April is National Poetry Month, and I am celebrating by emailing out my own selection of one poem per day for the duration of the month. To learn more about National Poetry Month, or to subscribe to a more official-like Poem-a-Day list, visit www.poets.org.

—Ellen

Poems by Sherman Alexie were also featured for Poem-a-Day April 24, 2008 and Poem-a-Day April 17, 2010.

Poem-a-Day, April 26: alone too, too alone

28
Snow Line

It was wet & white & swift and where I am
we don’t know. It was dark and then
it isn’t.
I wish the barker would come. There seems to be to eat
nothing.
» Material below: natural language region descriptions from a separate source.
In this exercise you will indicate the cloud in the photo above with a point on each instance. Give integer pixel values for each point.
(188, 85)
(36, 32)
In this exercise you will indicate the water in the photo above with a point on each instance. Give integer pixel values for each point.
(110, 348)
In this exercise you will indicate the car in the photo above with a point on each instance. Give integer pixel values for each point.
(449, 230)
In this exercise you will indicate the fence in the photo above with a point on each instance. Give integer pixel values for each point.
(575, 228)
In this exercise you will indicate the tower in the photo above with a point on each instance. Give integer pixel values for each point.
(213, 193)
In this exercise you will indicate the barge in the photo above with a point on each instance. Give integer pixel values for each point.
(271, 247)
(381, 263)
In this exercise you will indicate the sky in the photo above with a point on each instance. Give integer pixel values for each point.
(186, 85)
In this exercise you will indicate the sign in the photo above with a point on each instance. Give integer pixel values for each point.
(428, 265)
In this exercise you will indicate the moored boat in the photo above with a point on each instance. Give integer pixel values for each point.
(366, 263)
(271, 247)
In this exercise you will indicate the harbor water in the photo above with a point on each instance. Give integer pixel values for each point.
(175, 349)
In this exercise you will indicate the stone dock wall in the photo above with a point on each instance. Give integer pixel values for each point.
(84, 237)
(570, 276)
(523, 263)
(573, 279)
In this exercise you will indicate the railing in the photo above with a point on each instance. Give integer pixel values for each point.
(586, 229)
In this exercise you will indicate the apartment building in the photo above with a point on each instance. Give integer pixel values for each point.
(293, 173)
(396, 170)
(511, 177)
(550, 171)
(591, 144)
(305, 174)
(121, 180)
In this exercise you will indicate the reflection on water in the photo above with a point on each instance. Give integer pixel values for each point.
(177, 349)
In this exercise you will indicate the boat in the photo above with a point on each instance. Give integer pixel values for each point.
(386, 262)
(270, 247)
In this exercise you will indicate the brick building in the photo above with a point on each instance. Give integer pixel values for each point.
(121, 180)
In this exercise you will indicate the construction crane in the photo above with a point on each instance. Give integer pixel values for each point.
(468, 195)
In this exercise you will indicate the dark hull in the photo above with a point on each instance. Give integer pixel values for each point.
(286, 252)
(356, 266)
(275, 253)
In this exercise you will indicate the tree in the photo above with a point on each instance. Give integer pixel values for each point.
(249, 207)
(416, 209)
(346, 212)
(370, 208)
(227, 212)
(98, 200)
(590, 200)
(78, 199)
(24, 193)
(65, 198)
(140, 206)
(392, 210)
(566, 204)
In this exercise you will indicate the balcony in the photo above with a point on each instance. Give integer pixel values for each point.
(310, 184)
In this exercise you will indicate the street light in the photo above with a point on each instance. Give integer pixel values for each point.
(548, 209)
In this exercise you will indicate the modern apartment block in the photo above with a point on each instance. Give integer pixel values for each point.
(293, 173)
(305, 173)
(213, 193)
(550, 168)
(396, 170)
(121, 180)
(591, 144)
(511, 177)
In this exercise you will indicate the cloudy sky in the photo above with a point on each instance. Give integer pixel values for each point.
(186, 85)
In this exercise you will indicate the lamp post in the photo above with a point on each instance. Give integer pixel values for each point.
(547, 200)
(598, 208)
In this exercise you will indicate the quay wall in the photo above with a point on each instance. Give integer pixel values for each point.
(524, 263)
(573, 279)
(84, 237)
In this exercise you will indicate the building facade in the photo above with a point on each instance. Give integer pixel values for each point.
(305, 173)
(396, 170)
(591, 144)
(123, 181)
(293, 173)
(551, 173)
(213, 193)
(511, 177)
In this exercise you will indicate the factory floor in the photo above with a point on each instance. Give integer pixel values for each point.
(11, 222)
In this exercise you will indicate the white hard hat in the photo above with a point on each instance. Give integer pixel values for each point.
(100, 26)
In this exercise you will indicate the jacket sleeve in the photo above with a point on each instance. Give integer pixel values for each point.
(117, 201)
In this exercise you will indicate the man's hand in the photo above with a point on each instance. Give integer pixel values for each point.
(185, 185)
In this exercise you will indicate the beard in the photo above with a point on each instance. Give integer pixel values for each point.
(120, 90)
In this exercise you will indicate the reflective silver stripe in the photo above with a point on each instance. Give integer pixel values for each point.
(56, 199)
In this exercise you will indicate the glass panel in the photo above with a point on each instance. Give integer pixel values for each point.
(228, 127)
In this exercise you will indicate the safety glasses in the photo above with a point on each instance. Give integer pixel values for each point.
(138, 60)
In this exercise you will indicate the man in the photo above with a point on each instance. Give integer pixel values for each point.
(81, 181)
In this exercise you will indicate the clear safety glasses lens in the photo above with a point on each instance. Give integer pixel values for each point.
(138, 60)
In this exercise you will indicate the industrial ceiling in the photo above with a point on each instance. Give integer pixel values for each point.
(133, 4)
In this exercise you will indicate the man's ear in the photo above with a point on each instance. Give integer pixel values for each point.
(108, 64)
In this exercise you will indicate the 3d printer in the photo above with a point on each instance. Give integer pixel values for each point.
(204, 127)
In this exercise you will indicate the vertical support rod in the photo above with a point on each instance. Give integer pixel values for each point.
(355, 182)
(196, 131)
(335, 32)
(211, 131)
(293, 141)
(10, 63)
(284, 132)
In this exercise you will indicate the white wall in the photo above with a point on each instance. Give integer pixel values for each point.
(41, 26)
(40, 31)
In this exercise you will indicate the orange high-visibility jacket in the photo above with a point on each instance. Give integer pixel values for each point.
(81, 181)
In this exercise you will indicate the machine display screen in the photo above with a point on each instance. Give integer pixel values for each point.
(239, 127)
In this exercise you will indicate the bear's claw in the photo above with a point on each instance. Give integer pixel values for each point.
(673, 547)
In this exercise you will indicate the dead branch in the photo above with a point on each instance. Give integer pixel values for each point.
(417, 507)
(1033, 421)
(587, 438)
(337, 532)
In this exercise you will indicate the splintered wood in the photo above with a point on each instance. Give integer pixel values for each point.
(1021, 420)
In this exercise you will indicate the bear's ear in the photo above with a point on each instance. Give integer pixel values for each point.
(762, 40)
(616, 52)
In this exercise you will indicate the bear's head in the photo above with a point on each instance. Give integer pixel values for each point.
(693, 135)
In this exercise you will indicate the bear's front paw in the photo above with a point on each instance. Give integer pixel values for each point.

I am unusually tired.
I’m alone too.

If only the strange one with so few legs would come,
I’d say my prayers out of my mouth, as usual.
Where are his notes I loved?
There may be horribles; it’s hard to tell.
The barker nips me but somehow I feel
he too is on my side.

I’m too alone. I see no end. If we could all
run, even that would be better. I am hungry.
The sun is not hot.
It’s not a good position I am in.
If I had to do the whole thing over again
I wouldn’t.


Hello Friends,

Today’s poem is by John Berryman (1914-1972) from his masterwork The Dream Songs (1969).

April is National Poetry Month, and I am celebrating by emailing out my own selection of one poem per day for the duration of the month. To learn more about National Poetry Month, or to subscribe to a more official-like Poem-a-Day list, visit www.poets.org.

Sweet Dreams,
Ellen

Dream Song #28 “Snow Line” by John Berryman was also featured for Poem-a-Day April 26, 2007.